The blog title is a joke and a truth. Gurley is 6'9". He has always stood above the crowd. The question was whether he saw farther from up there.
You can't make money with a consensus accurate prediction.
- Bill GurleyThe answer, the numbers say, is yes. But the Gurley story is not just about the picks. It is about the framework behind the picks - a mind trained on Wall Street equity research, sharpened by years reading company filings, and pointed squarely at a question most investors avoid: why does this business actually make money, and for how long?
From 486 Chips to Billion-Dollar Checks
John William Gurley was born on May 10, 1966, in Dickinson, Texas - a small town south of Houston, the kind of place where ambition has to be imported or invented. He played basketball seriously enough to make the University of Florida's men's team, graduating with a computer science degree in 1989.

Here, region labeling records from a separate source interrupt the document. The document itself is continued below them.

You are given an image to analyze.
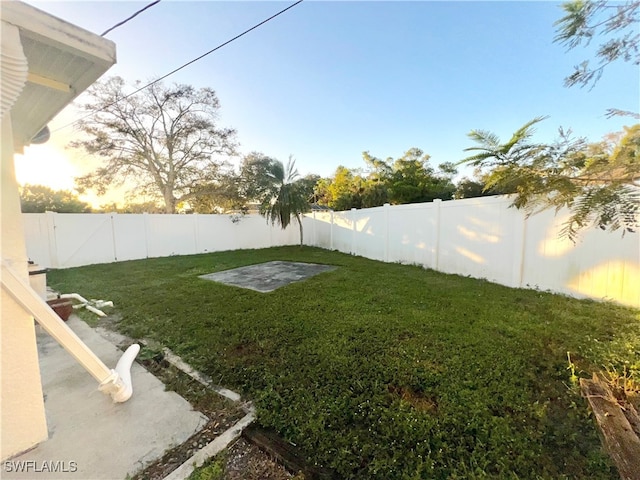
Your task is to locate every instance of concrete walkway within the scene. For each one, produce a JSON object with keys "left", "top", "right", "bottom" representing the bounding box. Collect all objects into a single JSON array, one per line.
[{"left": 0, "top": 316, "right": 207, "bottom": 480}]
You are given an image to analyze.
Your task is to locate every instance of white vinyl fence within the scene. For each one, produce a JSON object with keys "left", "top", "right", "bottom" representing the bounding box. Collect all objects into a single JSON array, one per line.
[
  {"left": 23, "top": 212, "right": 300, "bottom": 268},
  {"left": 305, "top": 197, "right": 640, "bottom": 307},
  {"left": 24, "top": 197, "right": 640, "bottom": 307}
]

His first job was engineering at Compaq Computer. Not sales, not finance - engineering. He worked on 486/50 processors and multi-processor servers, the unglamorous plumbing of the early PC era. The technical training stuck. When Gurley later analyzed technology companies on Wall Street, he could read a spec sheet as fluently as a balance sheet.
At CS First Boston, he covered the companies he'd spent years building hardware for: Dell, Compaq, Microsoft. He was named to the Institutional Investor All-American Research Team in 1995 and 1996. In 1997, he led the analyst team on Amazon's IPO - a bet that most of Wall Street considered speculative. He was 31 years old.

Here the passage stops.